Simulated Author's Rebuttal

2 responses · 0 unresolved

We thank the referee for the careful reading of the manuscript and for the constructive comments on the handling of shared parameters. We address the two major comments below, agreeing that explicit clarification strengthens the presentation of the sufficient condition.

read point-by-point responses
  1. Referee: [§4] §4 (Theorem on sufficiency): the proof that the pre-order implies monotonicity of the reachability probability must explicitly address the case in which a single parameter appears in multiple transitions. The linear system whose solution yields the reachability probability is global; a local ordering on individual transitions does not automatically guarantee that the closed-form rational function is monotonic when parameters are shared across edges.

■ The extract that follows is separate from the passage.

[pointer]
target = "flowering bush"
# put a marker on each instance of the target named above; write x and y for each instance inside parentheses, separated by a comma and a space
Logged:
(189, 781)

    Authors: We agree that an explicit treatment of parameters appearing in multiple transitions strengthens the proof. The argument in Theorem 4 proceeds via the linear system for reachability probabilities and shows that the pre-order on states induces consistent signs on the relevant partial derivatives. When a parameter p occurs on several edges, the construction ensures that all such occurrences affect comparable states in a manner that preserves the monotonicity direction in the global solution. In the revised version we will expand the proof with a dedicated paragraph providing this case analysis. revision: yes

  2. Referee: [§3.2] §3.2 (Definition of the pre-order): the construction is stated to depend only on graph structure and local probabilities, yet the central claim is that this yields a sufficient condition for monotonicity of the global solution. A counter-example or additional invariant is needed to show why simultaneous effects of one parameter cannot reverse the expected direction.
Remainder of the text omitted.